Eugene de Kock should be treated with the same consideration as other prisoners in similar circumstances, says the FW de Klerk Foundation.
In 1996, Eugene de Kock, the former commanding officer of the C1 counter-insurgency unit of the South African Police, was tried and convicted on 89 charges and sentenced to 212 years in prison.
He subsequently applied for amnesty from the amnesty committee of the Truth and Reconciliation Commission.
The 1993 interim constitution, which laid the foundation for our non-racial democracy, stated in its post amble: “The adoption of this constitution lays the secure foundation for the people of South Africa to transcend the divisions and strife of the past, which generated gross violations of human rights, the transgression of humanitarian principles in violent conflicts and a legacy of hatred, fear, guilt and revenge.
“These can now be addressed on the basis that there is a need for understanding but not for vengeance, a need for reparation but not for retaliation, a need for ubuntu but not for victimisation.
“In order to advance such reconciliation and reconstruction, amnesty shall be granted in respect of acts, omissions and offences associated with political objectives and committed in the course of the conflicts of the past.”
The Promotion of National Unity and Reconciliation Act laid the basis for the granting of amnesty for politically motivated crimes provided that:
* The application complied with the requirements of the act.
* The act, omission or offence to which the application related was an act associated with a political objective committed in the course of the conflicts of the past.
* The applicant had made a full disclosure of all relevant facts.

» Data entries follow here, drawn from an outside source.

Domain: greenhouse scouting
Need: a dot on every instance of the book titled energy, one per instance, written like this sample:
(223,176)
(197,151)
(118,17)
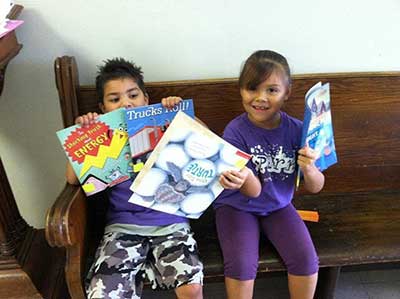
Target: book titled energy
(100,153)
(146,126)
(181,175)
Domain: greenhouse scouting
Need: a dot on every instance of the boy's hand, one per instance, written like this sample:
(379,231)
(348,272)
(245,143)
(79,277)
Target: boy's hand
(87,119)
(306,159)
(170,102)
(233,179)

In terms of this process, De Kock was granted amnesty for some of the crimes for which he had been convicted. However, amnesty was refused in terms of other crimes that – in the opinion of the amnesty committee – did not comply with the stated requirements – particularly with the act’s definition of acts associated with a political objective.
De Kock has served almost 20 years for the crimes for which amnesty was refused. He has from time to time applied for parole, most recently last year. It is understood that the National Council for Corrective Services made a positive recommendation to the previous minister of justice, S’bu Ndebele.

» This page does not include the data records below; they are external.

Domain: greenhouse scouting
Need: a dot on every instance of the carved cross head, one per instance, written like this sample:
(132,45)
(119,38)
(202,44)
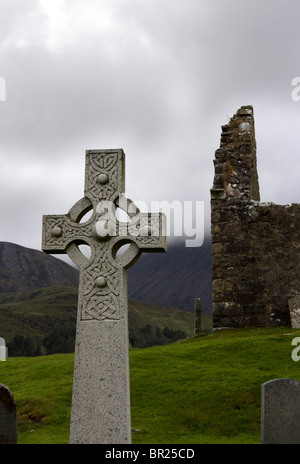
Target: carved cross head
(101,277)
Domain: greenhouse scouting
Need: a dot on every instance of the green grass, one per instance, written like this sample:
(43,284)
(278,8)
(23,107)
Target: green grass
(35,312)
(201,390)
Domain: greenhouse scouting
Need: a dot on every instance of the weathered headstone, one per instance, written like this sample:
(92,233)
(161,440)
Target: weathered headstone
(294,308)
(101,394)
(206,322)
(8,417)
(197,316)
(3,350)
(203,322)
(280,412)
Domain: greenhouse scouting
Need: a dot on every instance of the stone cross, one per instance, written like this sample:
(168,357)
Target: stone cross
(101,392)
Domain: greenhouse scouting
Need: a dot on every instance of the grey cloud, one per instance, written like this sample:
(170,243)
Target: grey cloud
(159,83)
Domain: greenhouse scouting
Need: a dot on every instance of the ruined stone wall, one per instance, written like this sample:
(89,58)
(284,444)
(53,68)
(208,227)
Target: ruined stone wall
(255,246)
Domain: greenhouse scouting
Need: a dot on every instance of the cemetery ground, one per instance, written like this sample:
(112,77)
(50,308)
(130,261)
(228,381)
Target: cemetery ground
(205,389)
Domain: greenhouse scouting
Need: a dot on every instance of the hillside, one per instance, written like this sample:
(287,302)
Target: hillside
(203,390)
(173,279)
(34,314)
(39,291)
(23,269)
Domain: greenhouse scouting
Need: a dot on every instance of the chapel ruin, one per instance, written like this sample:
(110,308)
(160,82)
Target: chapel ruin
(255,246)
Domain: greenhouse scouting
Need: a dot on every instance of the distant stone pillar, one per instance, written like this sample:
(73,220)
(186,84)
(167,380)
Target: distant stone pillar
(3,350)
(197,317)
(8,417)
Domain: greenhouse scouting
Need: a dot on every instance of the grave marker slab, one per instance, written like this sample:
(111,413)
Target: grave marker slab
(280,412)
(101,393)
(8,417)
(3,350)
(294,308)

However, Ndebele failed to take a decision on the application before he left office earlier this year. In May, after an application by De Kock’s lawyers, the Pretoria High Court ordered the new Minister of Justice and Correctional Services, Michael Masutha, to make a decision on De Kock’s application within 30 working days.

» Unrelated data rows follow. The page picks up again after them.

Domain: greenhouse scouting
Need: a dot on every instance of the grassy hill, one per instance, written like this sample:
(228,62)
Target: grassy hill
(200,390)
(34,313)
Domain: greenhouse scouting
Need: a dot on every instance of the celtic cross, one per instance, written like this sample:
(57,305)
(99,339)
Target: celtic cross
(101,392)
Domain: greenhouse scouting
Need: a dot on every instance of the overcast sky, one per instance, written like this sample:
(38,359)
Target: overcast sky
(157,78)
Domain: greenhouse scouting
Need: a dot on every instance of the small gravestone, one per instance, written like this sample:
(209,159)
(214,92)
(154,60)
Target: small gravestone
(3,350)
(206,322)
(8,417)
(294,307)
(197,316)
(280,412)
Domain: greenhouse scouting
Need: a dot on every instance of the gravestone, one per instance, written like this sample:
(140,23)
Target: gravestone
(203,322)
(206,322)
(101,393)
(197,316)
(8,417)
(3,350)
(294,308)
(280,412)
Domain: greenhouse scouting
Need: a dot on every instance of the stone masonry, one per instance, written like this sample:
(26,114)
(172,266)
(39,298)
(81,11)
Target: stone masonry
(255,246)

On Thursday, Masutha said he had decided not to grant parole because “none of the affected families of the victims were consulted” during the parole process.
Masutha has given instructions for De Kock’s application for parole to be reconsidered within 12 months and after consultation has taken place with victims’ families. However, it is likely that De Kock’s lawyers will challenge the minister’s decision in the courts.
In terms of Section 9 of the constitution, “everyone is equal before the law and has the right to equal protection under the law”.
De Kock should be treated with the same consideration as any other prisoner in similar circumstances and due consideration should be given to the recommendations of the National Council on Correctional Services.
Authorities should also take into consideration the post amble to the constitution which states that issues arising from the conflicts of the past should be addressed “on the basis that there is a need for understanding but not for vengeance, a need for reparation but not for retaliation, a need for ubuntu but not for victimisation”.
* The views expressed here are not necessarily those of Independent Newspapers.